A summary dissolution under California law is a divorce, but it offers an expedited legal process for those who qualify. Very few couples, however, have the option to use a summary dissolution due to the many conditional requirements. It does simplify the process for those who have the option.
Summary dissolutions are a divorce and not just a legal separation. But completing a summary dissolution requires far less paperwork and litigation than a traditional divorce, and it may mean that you and your partner can split without having to appear in court at all.
This option allows couples to dissolve both a marriage and a domestic partnership at the same time, making them a promising option for many same-sex couples.
In order to qualify for a summary dissolution, with few exceptions, you must have lived in the state of California for at least six months and have lived in the county where you plan to file at least three months.
In addition to this, you must meet certain conditions. These conditions include the stipulation that couples must have been married (or in a domestic partnership) for less than five years, have no children together and agree that neither partner will ever receive spousal support.

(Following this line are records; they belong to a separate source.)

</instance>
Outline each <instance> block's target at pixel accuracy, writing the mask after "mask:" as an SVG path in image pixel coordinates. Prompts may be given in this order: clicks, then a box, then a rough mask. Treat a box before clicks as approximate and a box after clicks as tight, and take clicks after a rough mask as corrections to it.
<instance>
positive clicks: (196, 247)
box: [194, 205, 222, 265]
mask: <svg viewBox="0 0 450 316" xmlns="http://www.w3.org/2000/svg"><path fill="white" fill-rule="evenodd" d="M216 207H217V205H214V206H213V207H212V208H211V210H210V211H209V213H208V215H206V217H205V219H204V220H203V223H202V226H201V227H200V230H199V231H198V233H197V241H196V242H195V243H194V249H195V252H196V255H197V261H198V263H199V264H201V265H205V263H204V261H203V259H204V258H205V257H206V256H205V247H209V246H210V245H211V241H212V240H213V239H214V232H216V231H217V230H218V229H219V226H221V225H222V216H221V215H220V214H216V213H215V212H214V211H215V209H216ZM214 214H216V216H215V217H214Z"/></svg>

Additionally, summary dissolutions impose limits on the property a couple can own. For example, couples cannot own any part of any real property and cannot rent any real property together beyond their current residence. There are also very restrictive limits on the assets the couple can own together and how much each partner can own individually.
To complete a summary dissolution, you will have to work out a property division agreement together before entering the process, meaning that couples will need to be able to negotiate most of the terms of their divorce.
Summary dissolutions can take some of the headaches out of divorce, but most couples will need to proceed with the traditional process. California’s judicial system recommends still hiring a lawyer to represent you in the summary dissolution process if you qualify.